Der Richter und die Kellnerin

Wie das Leben manchmal spielt: Aus der Zweckgemeinschaft zwischen einer ziellos durchs Leben taumelnden jungen Frau und einem griesgrämigen Richter, der wenig Spaß am Leben hat, entwickelt sich eine innige Beziehung.

Selbst ist die Frau: Marie-Line (Louane Emera) und Richter Gilles (Michel Blanc) haben eine Reifenpanne. | © 2025 Lighthouse

04.10.2025 | 04.10.2025, 21:00

Berlin. Dass Marie-Line (Sängerin und Schauspielerin Louane Emera, „Avenir“) in Schwierigkeiten ist, erfährt der Zuschauer gleich zu Beginn, denn die 25-jährige trägt Handschellen und muss eine Leibesvisitation über sich ergehen lassen.

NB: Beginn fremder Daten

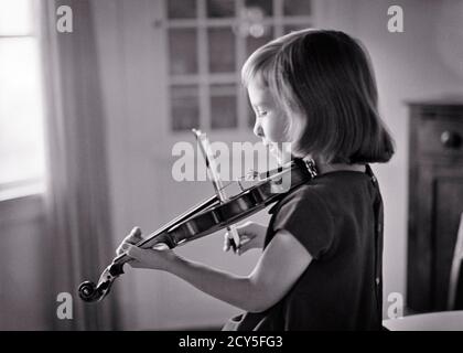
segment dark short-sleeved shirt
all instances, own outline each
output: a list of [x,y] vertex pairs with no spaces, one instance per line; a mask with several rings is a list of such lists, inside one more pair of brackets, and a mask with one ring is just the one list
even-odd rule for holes
[[380,330],[383,202],[369,167],[321,174],[269,212],[266,246],[286,229],[313,259],[277,304],[224,330]]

Im Rückblick lernen wir die junge Frau als Bedienung einer Brasserie und Bar kennen. Dort trifft sie Alexandre (Victor Belmondo, Enkel des Jean-Paul), der von ihrer liebreizenden Erscheinung sofort betört ist. Der Student und die Kellnerin stürzen sich in eine stürmische Affäre. Aber schnell wird deutlich, dass die Beiden nur wenig zu verbinden scheint. Er möchte Regisseur werden, Marie-Line kennt nicht einmal Truffaut und pflegt auch sonst keine Leidenschaften, stattdessen aber ihren einbeinigen Vater (Philippe Rebbot). Irgendwann bricht Alexandre den Kontakt ab. Die Geghostete ist untröstlich und verliert auch noch ihren Job, weil sie einen Stammgast mit Kaffee überschüttet und sich dem Geschädigten gegenüber im Ton vergreift.

Als Alexandre Marie-Line endgültig den Korb gibt, rastet diese aus und schubst die treulose Tomate gegen ein Auto. Zufällig ist Polizei zugegen und im Handgemenge wird eine Gesetzeshüterin verletzt. Mit den anfangs geschilderten Folgen.

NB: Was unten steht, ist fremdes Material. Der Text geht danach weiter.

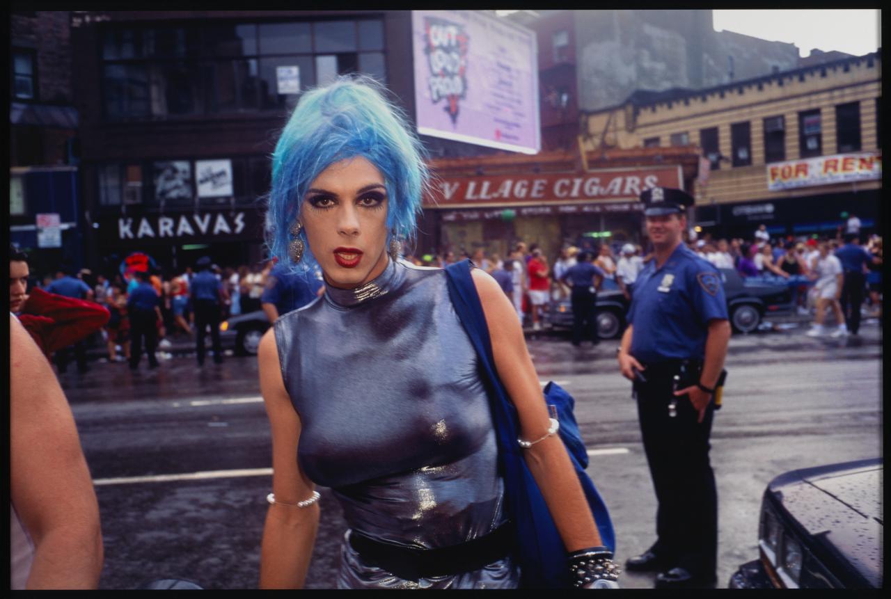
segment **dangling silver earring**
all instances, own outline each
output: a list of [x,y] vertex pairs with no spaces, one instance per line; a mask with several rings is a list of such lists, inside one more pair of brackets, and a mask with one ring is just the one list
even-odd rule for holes
[[399,259],[399,254],[402,252],[402,242],[396,237],[396,231],[393,231],[393,237],[390,239],[389,246],[389,255],[390,260],[396,262]]
[[290,255],[290,259],[295,264],[303,258],[303,250],[306,247],[303,245],[303,239],[299,238],[302,228],[303,225],[300,224],[299,221],[295,221],[294,224],[290,226],[290,232],[294,236],[294,240],[288,246],[288,254]]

Bei ihrer Verhandlung wartet eine Überraschung auf die Delinquentin. Der Vorsitzende Richter Gilles (Michel Blanc) ist kein Geringerer als der von ihr in der Bar beschmutzte. Er hört sich von der Verteidigerin Marie-Lines Lebensgeschichte an, die von Schicksalsschlägen geprägt ist. Und er beschließt, ihr eine Chance zu geben. Die 1.500 Euro Geldstrafe sind für die junge Frau unerschwinglich. Richter Gilles bietet ihr an, für eben jenen Betrag einen Monat lang als seine Fahrerin zu arbeiten. Eine ungewöhnliche Symbiose bahnt sich an.

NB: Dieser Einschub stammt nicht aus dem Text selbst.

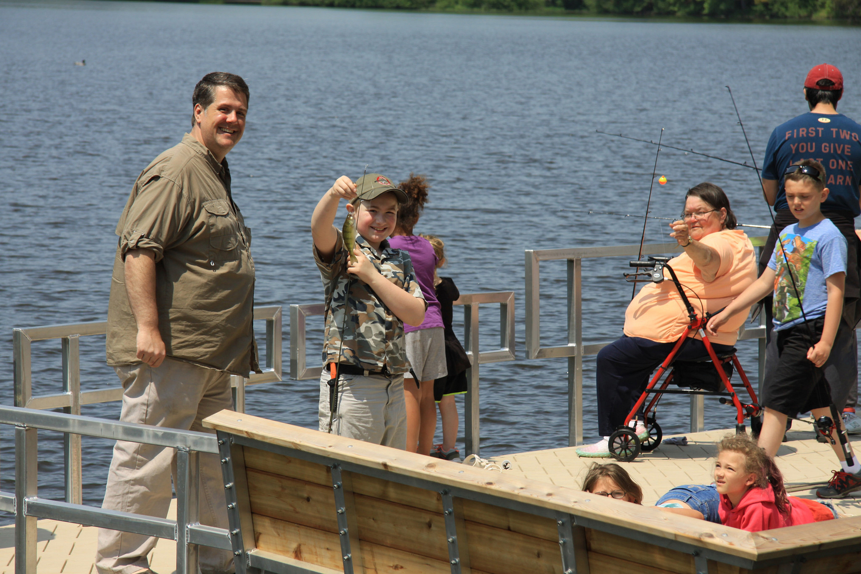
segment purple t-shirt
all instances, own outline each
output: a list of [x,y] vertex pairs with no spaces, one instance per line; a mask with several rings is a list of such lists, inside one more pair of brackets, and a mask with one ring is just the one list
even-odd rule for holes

Regisseur Jean-Pierre Améris („Die anonymen Romantiker“) hat dem französischen Schauspieler Michel Blanc, der im letzten Jahr verstarb, einen großartigen Abgang von der Bühne geschenkt. Als nach außen hin bärbeißiger, trinkfreudiger Jurist, den sein Job emotional schwer belastet, brilliert er in jeder Szene und lässt immer wieder auch sein komödiantisches Talent aufblitzen. Ihm wurde Louane Emera zur Seite gestellt, die ihrer Figur herrlich tapsige Züge verleiht und die Herzen der Zuschauer stiehlt. Die Verfilmung des Romans „Changer le sens des rivières“ von Murielle Magellan ist gelungen!